For point $x$ and subspace $L$ denote:

• $p$: the projection of $x$ on $L$
• $h$: orthogonal complement
• $x=p+h$, $\langle p,h\rangle=0$,

#### Proposition¶

$\|x\|^2 = \|p\|^2 + \|h\|^2$

For training set $x_{1},x_{2},...x_{N}$ and subspace $L$ we can find:

• projections: $p_{1},p_{2},...p_{N}$
• orthogonal complements: $h_{1},h_{2},...h_{N}$.

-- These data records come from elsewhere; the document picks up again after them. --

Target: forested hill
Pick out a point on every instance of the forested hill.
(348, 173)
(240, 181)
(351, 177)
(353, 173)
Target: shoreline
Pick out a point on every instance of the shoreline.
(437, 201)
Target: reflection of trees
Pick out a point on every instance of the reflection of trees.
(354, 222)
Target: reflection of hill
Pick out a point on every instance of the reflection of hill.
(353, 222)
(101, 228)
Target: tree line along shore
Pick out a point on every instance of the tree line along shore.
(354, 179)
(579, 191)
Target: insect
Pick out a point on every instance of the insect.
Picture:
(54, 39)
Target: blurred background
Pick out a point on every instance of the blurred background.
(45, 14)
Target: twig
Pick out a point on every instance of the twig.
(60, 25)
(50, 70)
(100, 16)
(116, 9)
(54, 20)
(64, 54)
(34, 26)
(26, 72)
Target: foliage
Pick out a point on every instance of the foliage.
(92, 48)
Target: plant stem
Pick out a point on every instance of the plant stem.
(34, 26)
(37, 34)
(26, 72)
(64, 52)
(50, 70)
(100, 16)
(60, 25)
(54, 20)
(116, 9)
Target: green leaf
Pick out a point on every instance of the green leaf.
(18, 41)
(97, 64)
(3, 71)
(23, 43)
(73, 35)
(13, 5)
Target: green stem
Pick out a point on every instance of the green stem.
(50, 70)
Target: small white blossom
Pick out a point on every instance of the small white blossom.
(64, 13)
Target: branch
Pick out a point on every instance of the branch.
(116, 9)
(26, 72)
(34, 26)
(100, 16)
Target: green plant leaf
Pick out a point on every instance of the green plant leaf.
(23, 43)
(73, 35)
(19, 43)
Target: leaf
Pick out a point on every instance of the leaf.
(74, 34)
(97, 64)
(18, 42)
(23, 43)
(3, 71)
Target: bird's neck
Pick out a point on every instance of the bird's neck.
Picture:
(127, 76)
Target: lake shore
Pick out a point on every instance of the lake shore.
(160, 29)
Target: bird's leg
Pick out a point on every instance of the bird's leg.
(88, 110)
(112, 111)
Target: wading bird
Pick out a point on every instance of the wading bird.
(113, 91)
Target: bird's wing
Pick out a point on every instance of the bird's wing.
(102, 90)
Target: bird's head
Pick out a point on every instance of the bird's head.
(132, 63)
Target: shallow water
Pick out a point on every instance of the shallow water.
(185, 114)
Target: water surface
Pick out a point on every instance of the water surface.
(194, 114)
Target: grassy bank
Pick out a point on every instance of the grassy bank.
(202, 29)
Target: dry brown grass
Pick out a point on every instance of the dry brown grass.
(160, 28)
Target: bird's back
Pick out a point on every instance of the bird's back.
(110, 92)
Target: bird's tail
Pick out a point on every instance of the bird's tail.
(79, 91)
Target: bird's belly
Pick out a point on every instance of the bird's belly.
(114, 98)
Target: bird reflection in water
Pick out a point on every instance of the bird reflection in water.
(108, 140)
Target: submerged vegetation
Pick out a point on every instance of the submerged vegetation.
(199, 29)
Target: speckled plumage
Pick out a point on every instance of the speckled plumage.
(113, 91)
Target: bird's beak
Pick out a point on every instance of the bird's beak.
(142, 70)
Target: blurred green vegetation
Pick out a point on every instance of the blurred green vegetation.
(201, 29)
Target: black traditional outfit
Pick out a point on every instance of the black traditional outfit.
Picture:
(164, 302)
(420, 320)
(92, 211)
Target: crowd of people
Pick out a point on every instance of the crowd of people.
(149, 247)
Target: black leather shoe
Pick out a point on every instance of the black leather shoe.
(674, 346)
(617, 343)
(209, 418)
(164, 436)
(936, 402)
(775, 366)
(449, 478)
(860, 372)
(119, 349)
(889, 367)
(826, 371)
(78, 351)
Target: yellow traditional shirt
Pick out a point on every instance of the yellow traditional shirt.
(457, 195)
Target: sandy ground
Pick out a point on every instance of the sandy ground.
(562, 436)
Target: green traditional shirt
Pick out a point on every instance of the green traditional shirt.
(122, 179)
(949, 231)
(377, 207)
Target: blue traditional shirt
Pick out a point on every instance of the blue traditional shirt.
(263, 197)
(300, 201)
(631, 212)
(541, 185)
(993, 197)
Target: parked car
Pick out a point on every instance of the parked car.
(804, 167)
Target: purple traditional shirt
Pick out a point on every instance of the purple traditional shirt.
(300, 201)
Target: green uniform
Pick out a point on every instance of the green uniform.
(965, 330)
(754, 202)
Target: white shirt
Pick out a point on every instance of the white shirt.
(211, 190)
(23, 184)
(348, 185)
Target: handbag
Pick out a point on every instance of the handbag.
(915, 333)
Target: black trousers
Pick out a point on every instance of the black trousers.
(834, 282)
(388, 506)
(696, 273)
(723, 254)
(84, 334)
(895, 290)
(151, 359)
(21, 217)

## Example: line of best fit¶

• In PCA the sum of squared perpendicular distances to line is minimized:

## Best subspace fit¶

#### Definition¶

Best-fit $k$-dimentional subspace for a set of points $x_1 \dots x_N$ is a subspace, spanned by $k$ vectors $a_1$, $a_2$, $\dots$, $a_k$, solving

$$\sum_{n=1}^N \| h_n \| ^2 \rightarrow \min\limits_{a_1, a_2,\dots,a_k}$$

or

$$\sum_{n=1}^N \| p_n \| ^2 \rightarrow \max\limits_{a_1, a_2,\dots,a_k}$$

## Definition of PCA¶

Principal components $a_1, a_2, \dots, a_k$ are vectors, forming orthonormal basis in the k-dimentional subspace of best fit

#### Properties¶

• Not invariant to translation:
• center data before PCA: $$x\leftarrow x-\mu\text{ where }\mu=\frac{1}{N}\sum_{n=1}^{N}x_{n}$$
• Not invariant to scaling:
• scale features to have unit variance before PCA

# Construction of PCA¶

## Construction of PCA¶

• Datapoints in $X$ assumed to be centralized and scaled (!)
• Principal components $a_{1},a_{2},...a_{D}\in\mathbb{R}^{D}$ are found such that $\langle a_{i},a_{j}\rangle=\begin{cases} 1, & i=j\\ 0 & i\ne j \end{cases}$
• $Xa_{i}$ is a vector of projections of all objects onto the $i$-th principal component.
• For any object $x$ its projections onto principal components are equal to: $$p=A^{T}x=[\langle a_{1},x\rangle,...\langle a_{D},x\rangle]^{T}$$ where $A=[a_{1};a_{2};...a_{D}]\in\mathbb{R}^{DxD}$.

## Construction of PCA¶

1. $a_{1}$ is selected to maximize $\left\lVert Xa_{1}\right\rVert$ subject to $\langle a_{1},a_{1}\rangle=1$
2. $a_{2}$ is selected to maximize $\left\lVert Xa_{2}\right\rVert$ subject to $\langle a_{2},a_{2}\rangle=1$, $\langle a_{2},a_{1}\rangle=0$
3. $a_{3}$ is selected to maximize $\left\lVert Xa_{3}\right\rVert$ subject to $\langle a_{3},a_{3}\rangle=1$, $\langle a_{3},a_{1}\rangle=\langle a_{3},a_{2}\rangle=0$

etc.

## PCA summary¶

• Dimensionality reduction - common preprocessing step for efficiency and numerical stability.
• Solution vectors $a_1,\dots,a_k$ are called top $k$ principal components.
• Principal component analysis - expression of $x$ in terms of first $k$ principal components.
• It is unsupervised linear dimensionality reduction.
• Solution is achieved on top $k$ eigenvectors $a_{1},...a_{k}$ of covariance matrix.